Outro bilionário próximo do RN é o empresário Pierre-Edouard Stérin, 104ª maior fortuna da França, fundador do grupo Smartbox e do fundo de investimentos Otium Capital. Exilado fiscal na Bélgica, Stérin está envolvido em uma disputa para comprar a revista progressista Marianne, mas enfrenta forte resistência da redação.

Uma reportagem do jornal Le Monde revelou, na semana passada, toda a esfera de influência deste empresário no partido de Marine Le Pen. Defensor do catolicismo tradicionalista, Stérin é um ativo militante antiaborto, adepto da ideologia da “grande substituição”, a teoria racista que fantasia o desaparecimento da identidade francesa por causa da imigração. Ele financia várias fundações filantrópicas, entre elas uma que favorece a instalação de escolas privadas católicas não mistas na França, onde só estudam meninos ou meninas, para que tenham acesso a uma “autêntica educação católica”.

No ano passado, Stérin e o número 2 de seu fundo de investimento, François Durvye, compraram a casa onde vive Jean-Marie Le Pen, 96 anos, pai de Marine, fundador da Frente Nacional nos anos 1970 por 2,5 milhões de euros (cerca de 15 milhões de reais), uma operação considerada financeiramente vantajosa para Marine Le Pen e uma de suas irmãs, Yann, que assinaram o contrato.

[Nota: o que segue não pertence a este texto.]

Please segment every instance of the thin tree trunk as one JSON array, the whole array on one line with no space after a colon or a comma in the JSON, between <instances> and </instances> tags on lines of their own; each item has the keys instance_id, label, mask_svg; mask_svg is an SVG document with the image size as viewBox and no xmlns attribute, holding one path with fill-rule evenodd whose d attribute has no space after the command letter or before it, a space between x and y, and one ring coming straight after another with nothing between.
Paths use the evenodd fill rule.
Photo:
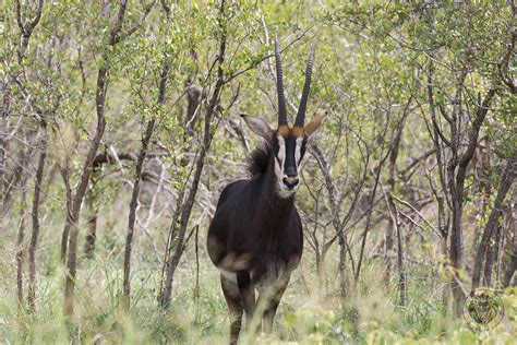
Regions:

Há vários anos, Marine, que acaba de ser reeleita deputada no primeiro turno das legislativas, investe na mudança de imagem do partido que herdou do pai. Em 2018, a Frente Nacional passou a se chamar Reunião Nacional, em uma estratégia implementada por Le Pen para apagar da memória dos franceses o passado racista, xenófobo e antissemita do movimento criado por seu pai.

“Círculo de Versalhes”

Segundo o Le Monde, François Durvye já faz há algum tempo a articulação entre o partido de Le Pen e um grupo de católicos da cidade de Versalhes, próximos do empresário Pierre-Edouard Stérin. Esse “círculo de Versalhes” permitiu à líder de extrema-direita escalar vários funcionários públicos de alto escalão para trabalhar com ela na Assembleia Nacional. Também foi Stérin quem articulou a aproximação entre o RN e Éric Ciotti, o presidente do partido Os Republicanos que logo após a dissolução da Assembleia Nacional pelo presidente Emmanuel Macron, em 9 de junho, causou um racha na legenda ao fechar uma aliança para disputar as legislativas em coligação com a extrema-direita.

De acordo com o jornal, o novo projeto político do milionário Stérin é o instituto Politicae, que visa ajudar candidatos não qualificados a conquistarem prefeituras francesas em 2026.

No fim de março, o partido de Marine Le Pen anunciou que tinha conseguido arrecadar 4,32 milhões de euros (cerca de 25 milhões de reais), sob a forma de empréstimos concedidos por dez credores privados, para financiar a campanha para as eleições europeias de 2024. Os mesmos empresários devem estar esfregando as mãos com a perspectiva de o nacionalista Jordan Bardella se tornar o chefe de governo da França na noite de 7 de julho, se a sigla obtiver a maioria absoluta da Assembleia Nacional depois do segundo turno.